Practical labs comprise approximately 50% of class time and are based around carefully designed hands-on exercises to reinforce learning. The Advanced Formal Verification exercises are built around the open source RISC-V Picorv32 project, applying formal techniques to it and other peripheral modules.
Learning outcomes
Advanced Formal Verification learning outcomes are as follows:
• Learn how to setup formal reset initialization sequences and pre-load state
• Learn how to break down and solve formal verification problems
• Learn different reduction techniques for improving formal analysis
• Learn how to build a formal verification environment
• Learn advanced SVA syntax and techniques to apply formal to more applications
• Learn the difference between safety and liveness properties and when to use them
• Learn about nondeterminism, how it accelerates formal, and how it helps you solve problems
• Learn how to build a formal scoreboard, perform data-integrity checks, and much more
• Learn the formal abstraction process and implement formal abstractions
• Learn how to write various types of constraints and how to constrain formal for sequences and frames of input data
• Learn how to avoid over- and under- constraining
• Learn what sequential equivalency checking is, how to use it, and its various applications
Who is the course for?
This is the follow-on course to Formal Verification Essentials targeted at individuals who already have a working knowledge of formal technologies and some hands-on experience. It is particularly targeted at engineers and teams who want to move to a subject-matter expert level on formal verification, understanding how to plan, use, and implement formal verification on their real-world projects.

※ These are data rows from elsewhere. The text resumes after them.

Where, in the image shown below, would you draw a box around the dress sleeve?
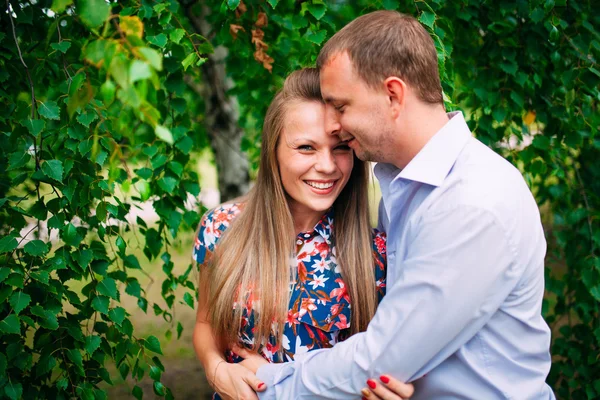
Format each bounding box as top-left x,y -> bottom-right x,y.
192,204 -> 240,265
373,229 -> 387,302
192,210 -> 217,265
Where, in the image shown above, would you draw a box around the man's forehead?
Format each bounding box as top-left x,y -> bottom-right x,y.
321,50 -> 352,71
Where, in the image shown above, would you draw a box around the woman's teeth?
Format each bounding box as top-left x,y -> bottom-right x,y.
306,181 -> 334,189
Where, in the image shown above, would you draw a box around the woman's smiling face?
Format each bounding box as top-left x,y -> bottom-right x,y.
277,101 -> 354,229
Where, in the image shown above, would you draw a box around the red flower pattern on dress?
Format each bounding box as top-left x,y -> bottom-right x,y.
193,203 -> 386,399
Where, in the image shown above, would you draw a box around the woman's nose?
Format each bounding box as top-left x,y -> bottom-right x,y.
325,104 -> 342,135
315,151 -> 337,174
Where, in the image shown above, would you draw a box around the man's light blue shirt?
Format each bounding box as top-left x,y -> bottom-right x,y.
258,113 -> 554,400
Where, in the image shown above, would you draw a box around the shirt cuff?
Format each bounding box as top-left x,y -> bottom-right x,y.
256,363 -> 294,400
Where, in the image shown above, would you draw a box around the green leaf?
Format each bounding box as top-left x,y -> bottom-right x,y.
76,110 -> 98,128
123,254 -> 142,269
419,11 -> 435,30
21,119 -> 46,137
150,365 -> 162,381
42,160 -> 63,183
146,33 -> 167,48
510,91 -> 525,109
23,239 -> 50,257
31,306 -> 58,330
181,52 -> 198,71
531,135 -> 550,150
35,355 -> 56,377
38,100 -> 60,120
138,47 -> 162,71
51,0 -> 73,14
227,0 -> 240,10
9,291 -> 31,315
96,278 -> 119,300
29,270 -> 50,285
92,296 -> 110,314
125,278 -> 142,298
0,314 -> 20,334
144,335 -> 162,355
306,3 -> 327,19
77,0 -> 110,29
530,8 -> 545,24
183,292 -> 194,310
154,125 -> 173,145
304,30 -> 327,45
119,362 -> 129,380
131,385 -> 144,400
152,380 -> 165,396
177,322 -> 183,340
85,335 -> 102,356
383,0 -> 400,10
0,353 -> 6,376
134,167 -> 152,180
100,79 -> 117,106
0,236 -> 19,254
108,307 -> 125,325
169,29 -> 185,44
108,57 -> 129,89
152,356 -> 165,372
129,60 -> 152,83
67,349 -> 83,375
4,381 -> 23,400
61,222 -> 83,247
158,176 -> 177,193
175,136 -> 194,155
590,285 -> 600,301
50,40 -> 71,54
0,267 -> 11,282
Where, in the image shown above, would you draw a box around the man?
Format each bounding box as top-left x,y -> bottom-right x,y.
248,11 -> 554,399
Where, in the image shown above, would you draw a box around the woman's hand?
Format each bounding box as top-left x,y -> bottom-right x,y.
231,346 -> 269,374
361,375 -> 415,400
209,360 -> 266,400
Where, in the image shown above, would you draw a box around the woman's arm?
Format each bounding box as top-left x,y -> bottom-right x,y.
192,266 -> 266,400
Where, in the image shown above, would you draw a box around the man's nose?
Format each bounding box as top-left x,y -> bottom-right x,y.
325,104 -> 342,135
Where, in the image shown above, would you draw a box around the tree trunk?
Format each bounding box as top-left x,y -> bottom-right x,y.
182,2 -> 250,202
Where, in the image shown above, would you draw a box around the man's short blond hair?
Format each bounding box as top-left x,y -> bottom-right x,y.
317,11 -> 443,104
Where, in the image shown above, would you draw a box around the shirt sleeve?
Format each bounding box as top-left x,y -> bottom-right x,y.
257,206 -> 521,400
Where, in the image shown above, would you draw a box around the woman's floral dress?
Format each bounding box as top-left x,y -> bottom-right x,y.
193,203 -> 386,399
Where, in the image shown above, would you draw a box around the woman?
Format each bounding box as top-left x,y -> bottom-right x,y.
194,68 -> 412,398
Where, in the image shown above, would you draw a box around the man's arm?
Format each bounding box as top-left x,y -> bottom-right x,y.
257,206 -> 522,399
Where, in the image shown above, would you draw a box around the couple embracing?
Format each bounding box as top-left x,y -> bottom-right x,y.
194,11 -> 554,400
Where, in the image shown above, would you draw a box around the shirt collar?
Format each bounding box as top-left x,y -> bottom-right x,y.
398,111 -> 471,186
375,111 -> 471,186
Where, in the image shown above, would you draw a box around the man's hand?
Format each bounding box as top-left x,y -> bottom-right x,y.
231,346 -> 269,376
209,360 -> 266,400
361,375 -> 415,400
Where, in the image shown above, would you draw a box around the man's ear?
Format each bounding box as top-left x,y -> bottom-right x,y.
383,76 -> 407,117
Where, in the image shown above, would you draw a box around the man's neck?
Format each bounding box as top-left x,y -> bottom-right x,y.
393,104 -> 448,169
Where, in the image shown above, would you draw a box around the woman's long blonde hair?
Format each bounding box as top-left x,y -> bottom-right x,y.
204,68 -> 377,349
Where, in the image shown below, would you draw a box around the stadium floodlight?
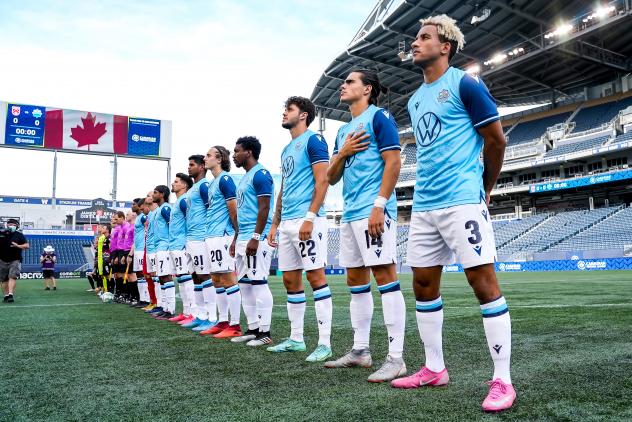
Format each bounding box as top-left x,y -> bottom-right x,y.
465,63 -> 481,75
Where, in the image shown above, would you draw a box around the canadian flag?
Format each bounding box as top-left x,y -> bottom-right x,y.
44,109 -> 127,154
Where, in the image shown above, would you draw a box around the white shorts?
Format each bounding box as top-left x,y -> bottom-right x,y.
339,215 -> 397,268
204,235 -> 235,274
278,217 -> 328,271
169,249 -> 191,275
156,251 -> 175,277
235,239 -> 273,280
147,253 -> 156,274
134,251 -> 145,271
406,202 -> 496,268
187,240 -> 211,274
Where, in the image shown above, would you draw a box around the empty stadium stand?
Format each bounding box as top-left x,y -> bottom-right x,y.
508,112 -> 571,146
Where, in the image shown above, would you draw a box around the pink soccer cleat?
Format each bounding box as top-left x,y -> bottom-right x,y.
391,366 -> 450,388
483,378 -> 516,412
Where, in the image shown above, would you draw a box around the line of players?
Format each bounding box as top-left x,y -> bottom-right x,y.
95,15 -> 516,411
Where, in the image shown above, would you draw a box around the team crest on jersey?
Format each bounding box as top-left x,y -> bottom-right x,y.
437,89 -> 450,104
281,155 -> 294,179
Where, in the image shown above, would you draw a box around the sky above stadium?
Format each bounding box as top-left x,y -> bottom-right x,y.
0,0 -> 532,206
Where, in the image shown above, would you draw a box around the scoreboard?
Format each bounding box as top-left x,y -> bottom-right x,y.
4,103 -> 46,147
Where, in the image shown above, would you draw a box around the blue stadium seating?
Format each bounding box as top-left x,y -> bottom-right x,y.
544,136 -> 610,157
23,235 -> 91,267
573,97 -> 632,132
508,112 -> 571,146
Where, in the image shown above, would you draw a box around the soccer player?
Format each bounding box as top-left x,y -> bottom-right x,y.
121,210 -> 140,306
143,196 -> 164,313
268,97 -> 332,362
108,212 -> 123,302
40,245 -> 57,290
200,146 -> 242,338
169,173 -> 193,322
325,69 -> 406,382
130,198 -> 151,308
230,136 -> 274,347
153,185 -> 176,320
182,155 -> 217,332
392,15 -> 516,411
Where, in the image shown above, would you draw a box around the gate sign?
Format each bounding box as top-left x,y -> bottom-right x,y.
4,104 -> 46,147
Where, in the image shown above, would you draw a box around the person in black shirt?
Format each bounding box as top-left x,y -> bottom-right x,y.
0,218 -> 29,303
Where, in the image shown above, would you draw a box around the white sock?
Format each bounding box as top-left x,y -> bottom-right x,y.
314,284 -> 333,347
193,284 -> 208,321
378,280 -> 406,359
415,296 -> 445,372
287,290 -> 306,341
226,284 -> 241,325
252,280 -> 273,332
164,281 -> 176,314
239,280 -> 259,330
202,280 -> 217,321
481,296 -> 511,384
178,274 -> 193,315
215,287 -> 228,322
349,282 -> 373,350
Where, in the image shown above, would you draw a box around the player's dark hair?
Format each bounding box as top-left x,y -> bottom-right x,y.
154,185 -> 169,202
213,145 -> 230,171
176,173 -> 193,190
189,154 -> 204,167
349,69 -> 388,105
285,97 -> 316,126
237,136 -> 261,160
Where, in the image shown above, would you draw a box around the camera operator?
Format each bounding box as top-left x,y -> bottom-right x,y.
0,218 -> 29,303
40,245 -> 57,290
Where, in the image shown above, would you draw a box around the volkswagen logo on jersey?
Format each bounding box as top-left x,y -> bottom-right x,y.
415,111 -> 441,147
282,155 -> 294,178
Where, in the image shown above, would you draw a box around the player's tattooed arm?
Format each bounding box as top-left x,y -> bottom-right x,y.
478,120 -> 507,205
368,149 -> 402,239
268,180 -> 283,248
327,131 -> 370,186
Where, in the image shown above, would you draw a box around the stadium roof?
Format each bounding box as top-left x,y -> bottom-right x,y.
312,0 -> 632,126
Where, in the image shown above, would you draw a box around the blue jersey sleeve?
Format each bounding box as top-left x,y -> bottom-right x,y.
200,182 -> 209,208
307,135 -> 329,165
459,74 -> 500,128
373,110 -> 402,152
178,199 -> 187,217
160,205 -> 171,223
219,176 -> 237,201
252,170 -> 274,196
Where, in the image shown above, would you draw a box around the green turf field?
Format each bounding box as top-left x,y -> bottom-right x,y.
0,271 -> 632,421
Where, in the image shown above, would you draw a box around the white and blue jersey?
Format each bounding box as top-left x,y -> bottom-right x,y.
169,193 -> 187,251
206,171 -> 237,238
237,164 -> 274,240
154,202 -> 171,251
134,214 -> 147,252
408,67 -> 500,211
186,178 -> 209,242
145,208 -> 158,253
281,130 -> 329,220
333,104 -> 401,223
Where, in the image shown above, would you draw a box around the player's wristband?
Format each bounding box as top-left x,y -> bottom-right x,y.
373,196 -> 387,209
305,211 -> 316,223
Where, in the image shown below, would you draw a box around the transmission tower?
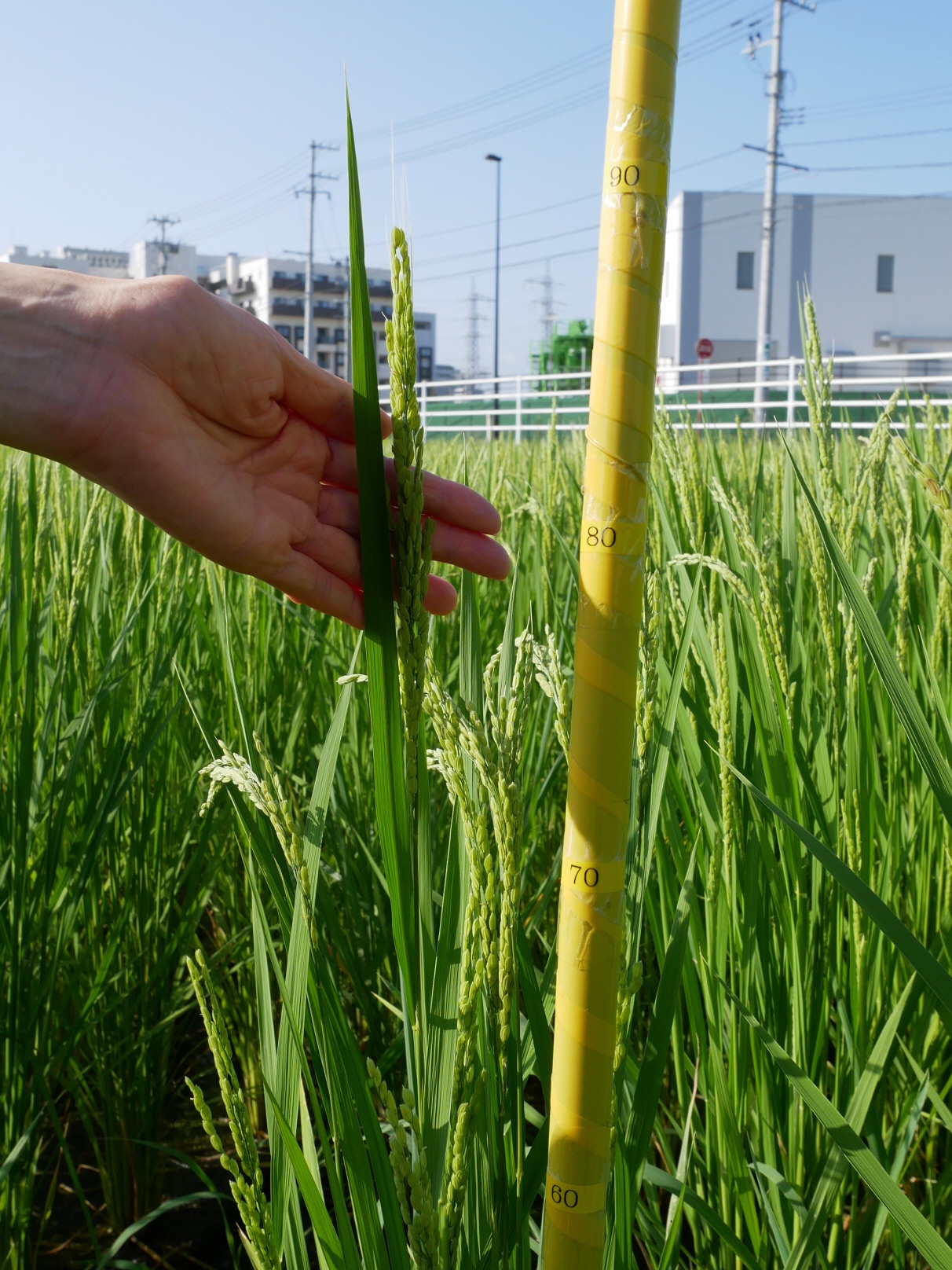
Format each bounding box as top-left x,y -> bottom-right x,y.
527,260 -> 556,348
295,141 -> 340,362
466,285 -> 490,380
148,216 -> 179,277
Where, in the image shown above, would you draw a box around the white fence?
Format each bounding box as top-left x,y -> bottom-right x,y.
381,352 -> 952,441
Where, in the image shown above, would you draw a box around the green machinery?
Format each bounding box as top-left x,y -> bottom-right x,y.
529,319 -> 593,387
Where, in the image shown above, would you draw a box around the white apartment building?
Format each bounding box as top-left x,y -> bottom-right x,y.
0,241 -> 437,380
659,190 -> 952,365
0,247 -> 130,278
205,255 -> 437,380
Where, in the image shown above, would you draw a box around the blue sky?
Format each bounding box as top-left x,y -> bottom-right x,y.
0,0 -> 952,371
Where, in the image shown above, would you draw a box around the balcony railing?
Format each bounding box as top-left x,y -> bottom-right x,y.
381,352 -> 952,441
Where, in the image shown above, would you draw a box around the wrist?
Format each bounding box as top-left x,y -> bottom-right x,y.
0,264 -> 117,466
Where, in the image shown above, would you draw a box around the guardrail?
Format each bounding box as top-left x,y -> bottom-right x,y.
381,352 -> 952,442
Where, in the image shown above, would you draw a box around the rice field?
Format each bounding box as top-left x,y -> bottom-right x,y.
0,288 -> 952,1270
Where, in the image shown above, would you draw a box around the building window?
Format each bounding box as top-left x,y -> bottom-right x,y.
738,251 -> 754,291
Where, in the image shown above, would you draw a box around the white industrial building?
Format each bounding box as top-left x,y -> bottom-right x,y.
659,190 -> 952,365
0,241 -> 437,380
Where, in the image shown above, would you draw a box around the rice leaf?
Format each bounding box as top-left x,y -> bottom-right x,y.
791,442 -> 952,824
721,981 -> 952,1270
783,977 -> 915,1270
346,95 -> 419,1017
624,846 -> 697,1178
727,763 -> 952,1027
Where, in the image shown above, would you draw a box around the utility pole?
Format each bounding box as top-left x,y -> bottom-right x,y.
295,141 -> 340,362
486,155 -> 503,431
148,216 -> 179,277
746,0 -> 816,423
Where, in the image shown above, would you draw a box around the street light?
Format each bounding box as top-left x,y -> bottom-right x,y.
486,155 -> 503,431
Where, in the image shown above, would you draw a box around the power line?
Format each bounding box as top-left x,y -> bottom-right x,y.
787,127 -> 952,148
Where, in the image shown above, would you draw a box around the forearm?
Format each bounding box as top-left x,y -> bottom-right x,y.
0,264 -> 115,466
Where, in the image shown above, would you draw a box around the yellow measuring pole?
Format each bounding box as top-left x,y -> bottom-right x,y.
542,0 -> 680,1270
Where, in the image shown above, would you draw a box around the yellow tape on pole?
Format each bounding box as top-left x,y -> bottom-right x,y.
542,0 -> 680,1270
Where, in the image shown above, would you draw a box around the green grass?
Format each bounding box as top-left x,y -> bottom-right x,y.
0,262 -> 952,1270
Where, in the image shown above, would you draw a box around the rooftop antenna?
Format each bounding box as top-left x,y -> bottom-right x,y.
148,216 -> 181,277
295,141 -> 340,362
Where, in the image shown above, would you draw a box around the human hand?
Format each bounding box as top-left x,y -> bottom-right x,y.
0,266 -> 509,626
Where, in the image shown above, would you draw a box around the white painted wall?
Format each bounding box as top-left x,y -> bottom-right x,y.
0,247 -> 130,278
659,192 -> 952,363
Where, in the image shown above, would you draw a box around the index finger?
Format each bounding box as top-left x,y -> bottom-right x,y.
278,336 -> 392,445
324,441 -> 503,534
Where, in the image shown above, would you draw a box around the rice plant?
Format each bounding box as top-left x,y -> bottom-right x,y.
184,104 -> 952,1268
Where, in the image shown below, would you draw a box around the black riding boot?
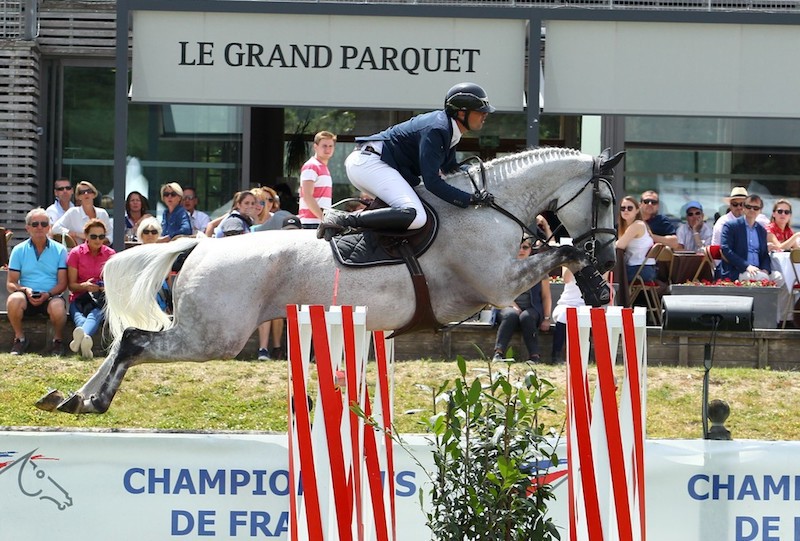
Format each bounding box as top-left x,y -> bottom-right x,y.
317,208 -> 417,240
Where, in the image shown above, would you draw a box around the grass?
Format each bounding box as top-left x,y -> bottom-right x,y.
0,354 -> 800,440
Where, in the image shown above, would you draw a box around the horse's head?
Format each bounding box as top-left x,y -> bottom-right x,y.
551,149 -> 625,272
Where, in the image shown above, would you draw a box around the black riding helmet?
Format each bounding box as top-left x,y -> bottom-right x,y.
444,83 -> 495,117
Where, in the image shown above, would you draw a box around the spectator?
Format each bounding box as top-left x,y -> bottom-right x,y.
639,190 -> 678,250
136,217 -> 172,313
493,237 -> 552,362
250,186 -> 277,227
125,191 -> 153,237
617,196 -> 656,282
215,191 -> 256,237
318,83 -> 495,238
183,186 -> 210,235
678,201 -> 712,252
46,178 -> 75,226
136,216 -> 161,244
767,199 -> 800,252
711,186 -> 769,245
67,217 -> 114,359
720,195 -> 783,282
158,182 -> 192,242
52,180 -> 111,244
297,131 -> 336,229
6,208 -> 67,355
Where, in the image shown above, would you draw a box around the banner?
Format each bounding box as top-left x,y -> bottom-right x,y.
0,431 -> 800,541
131,11 -> 527,111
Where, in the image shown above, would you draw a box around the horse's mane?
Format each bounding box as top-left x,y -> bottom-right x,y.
484,147 -> 581,169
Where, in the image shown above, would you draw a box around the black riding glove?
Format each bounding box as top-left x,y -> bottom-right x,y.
469,190 -> 494,207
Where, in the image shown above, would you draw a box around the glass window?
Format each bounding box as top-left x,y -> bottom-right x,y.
625,117 -> 800,228
59,66 -> 242,218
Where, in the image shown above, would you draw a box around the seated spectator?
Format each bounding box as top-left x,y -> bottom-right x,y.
493,237 -> 552,362
136,216 -> 161,244
678,201 -> 713,252
711,186 -> 769,246
639,190 -> 678,250
6,208 -> 67,355
45,178 -> 75,227
158,182 -> 192,242
215,192 -> 256,237
51,180 -> 112,244
125,191 -> 152,236
767,199 -> 800,252
617,195 -> 656,282
67,220 -> 115,359
136,216 -> 172,313
182,186 -> 210,235
719,195 -> 791,322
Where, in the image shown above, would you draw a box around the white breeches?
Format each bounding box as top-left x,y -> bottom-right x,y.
344,141 -> 427,229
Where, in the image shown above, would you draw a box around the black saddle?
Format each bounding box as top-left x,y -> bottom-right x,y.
331,199 -> 439,267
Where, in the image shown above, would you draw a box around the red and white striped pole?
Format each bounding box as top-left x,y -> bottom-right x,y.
287,305 -> 396,541
567,306 -> 647,541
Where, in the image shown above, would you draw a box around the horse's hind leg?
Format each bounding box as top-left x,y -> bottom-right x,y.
57,329 -> 154,414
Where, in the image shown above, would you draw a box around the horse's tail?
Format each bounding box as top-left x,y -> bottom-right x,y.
103,238 -> 199,342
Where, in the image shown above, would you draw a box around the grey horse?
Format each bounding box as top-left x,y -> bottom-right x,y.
37,148 -> 622,413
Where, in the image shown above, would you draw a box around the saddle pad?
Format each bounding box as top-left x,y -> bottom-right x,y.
331,200 -> 439,267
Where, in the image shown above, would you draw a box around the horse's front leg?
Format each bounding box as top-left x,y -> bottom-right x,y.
43,329 -> 154,414
529,246 -> 611,307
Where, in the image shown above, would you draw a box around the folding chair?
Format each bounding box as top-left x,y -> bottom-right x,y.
626,243 -> 673,325
782,248 -> 800,329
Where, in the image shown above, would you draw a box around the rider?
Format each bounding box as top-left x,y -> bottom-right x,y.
317,83 -> 495,239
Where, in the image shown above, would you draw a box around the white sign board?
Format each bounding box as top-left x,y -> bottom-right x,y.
131,11 -> 527,111
0,431 -> 800,541
544,21 -> 800,118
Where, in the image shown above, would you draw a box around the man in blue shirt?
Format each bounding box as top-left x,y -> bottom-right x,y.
639,190 -> 678,250
6,208 -> 67,355
317,83 -> 495,239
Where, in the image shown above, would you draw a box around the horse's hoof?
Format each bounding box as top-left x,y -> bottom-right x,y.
58,393 -> 83,415
575,265 -> 611,308
36,389 -> 64,411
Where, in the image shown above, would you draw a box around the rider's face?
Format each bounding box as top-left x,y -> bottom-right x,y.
465,111 -> 489,131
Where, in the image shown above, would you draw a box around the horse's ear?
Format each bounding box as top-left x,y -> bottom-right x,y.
600,149 -> 625,173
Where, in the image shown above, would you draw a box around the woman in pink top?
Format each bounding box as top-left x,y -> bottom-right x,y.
767,199 -> 800,252
67,219 -> 115,359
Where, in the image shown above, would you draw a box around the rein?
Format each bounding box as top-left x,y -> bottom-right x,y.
459,156 -> 617,265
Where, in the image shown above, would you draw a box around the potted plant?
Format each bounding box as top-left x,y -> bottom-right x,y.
354,356 -> 561,541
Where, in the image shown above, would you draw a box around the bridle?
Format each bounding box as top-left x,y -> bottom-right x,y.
550,157 -> 617,265
459,156 -> 617,265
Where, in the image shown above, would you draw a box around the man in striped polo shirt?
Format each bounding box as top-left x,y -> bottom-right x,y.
297,131 -> 336,229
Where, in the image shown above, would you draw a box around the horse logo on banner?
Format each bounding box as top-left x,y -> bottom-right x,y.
0,449 -> 72,511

This class assumes a working knowledge of SystemVerilog, SystemVerilog Assertion syntax, and formal verification concepts and tools. We strongly recommend prior attendance of the Formal Verification Essentials course (or equivalent experience) prior to attending this course.
Schedule
How Formal Works
Formal algorithms • Counter-examples • Formal engines • Clocking • Initialization and reset sequences • Formal flow and synthesis • Debugging with Formal
Formal Modeling
Formal synthesis • Safety • Liveness • Embedded assertions • Fairness • Formal testbenches • Helper code
Nondeterminism
Free variables • Design symmetry • Data independence • Symbolic constants • Formal testbenches • Formal scoreboarding
Abstractions and Reductions
Complexity in formal • Reduction and safe reduction techniques • The basic abstraction process • Types of abstract models • Design symmetry and data independence • Example of design abstractions • Safe abstractions
Abstract Modeling
Abstract checker models • Abstraction by induction • Abstraction using state machines • Abstraction using events • Data integrity checking • Abstract checker model examples
Constraining Formal
Underconstraining • Overconstraining • Guidelines • Advanced property writing • Constraint dependencies • Determining the minimal constraint set • Error Injection
More On Constraints
Writing constraints for performance • Large input stimulus generation • Constraint dependencies • Helper constraints • Packet-based protocols
Formal Equivalency
Differences between LEC and SEC • How SEC works • Assume-guarantee process • Automatic and user-defined mappings • Helper assertions and hints • Dealing with SEC inconclusives • Applications for SEC
Trainer Profile
Martin Jones has worked for over 25 years as a design and verification consultant for several European semiconductor companies including Ericsson, Arm, Infineon and Verilab during which time he has seen the development of verification languages and methodologies culminating in SystemVerilog and UVM, in addition to formal techniques.
Martin has worked with Doulos for a number of years and specialises in the delivery of SystemVerilog and UVM related courses.